Install following hotfixes on all cluster nodes one by one. Reboot will be required for the changes to take effect. Follow the article and make sure all these updates are installed on all the nodes:

https://support.microsoft.com/en-us/help/2920151/recommended-hotfixes-and-updates-for-windows-server-2012-r2-based-failover-clusters

Investigate the Network timeout / latency / packet drops with the help of in house networking team.

Please Note : This step is the most critical while dealing with network connectivity issues.

Investigation of Network Issues :

We need to investigate the Network Connectivity Issues with the help of in-house networking team.

In order to avoid this issue in future the most critical part is to diagnose & investigate the consistent Network Connectivity Issue with Cluster Networks.

We need to check the network adapter, cables, and network configuration for the networks that connect the nodes.

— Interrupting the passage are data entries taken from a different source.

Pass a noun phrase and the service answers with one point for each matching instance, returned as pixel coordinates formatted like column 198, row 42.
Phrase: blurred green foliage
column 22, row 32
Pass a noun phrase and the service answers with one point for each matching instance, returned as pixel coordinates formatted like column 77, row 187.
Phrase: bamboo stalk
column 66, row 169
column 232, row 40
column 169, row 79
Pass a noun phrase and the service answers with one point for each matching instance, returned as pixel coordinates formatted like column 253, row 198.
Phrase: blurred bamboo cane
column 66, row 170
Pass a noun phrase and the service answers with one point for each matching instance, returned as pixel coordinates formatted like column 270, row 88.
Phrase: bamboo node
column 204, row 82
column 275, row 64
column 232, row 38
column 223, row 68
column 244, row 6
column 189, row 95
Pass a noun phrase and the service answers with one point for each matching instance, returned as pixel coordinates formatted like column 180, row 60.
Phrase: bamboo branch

We also need to check hubs, switches, or bridges in the networks that connect the nodes.

We need to check for Switch Delays & Proxy ARPs with the help of in-house Networking Team.

There are a few settings to tweak via the command line, and here are the maximum values you can configure to make it “less sensitive”:
cluster /prop SameSubnetDelay=2000:DWORD
cluster /prop CrossSubnetDelay=4000:DWORD
cluster /prop CrossSubnetThreshold=10:DWORD
cluster /prop SameSubnetThreshold=10:DWORD

Communication between Server Cluster nodes is critical for smooth cluster operations. Therefore, you must configure the networks that you use for cluster communication are configured optimally and follow all hardware compatibility list requirements. For networking configuration, two or more independent networks must connect the nodes of a cluster to avoid a single point of failure. Please add a heartbeat network to the cluster so that it can work properly.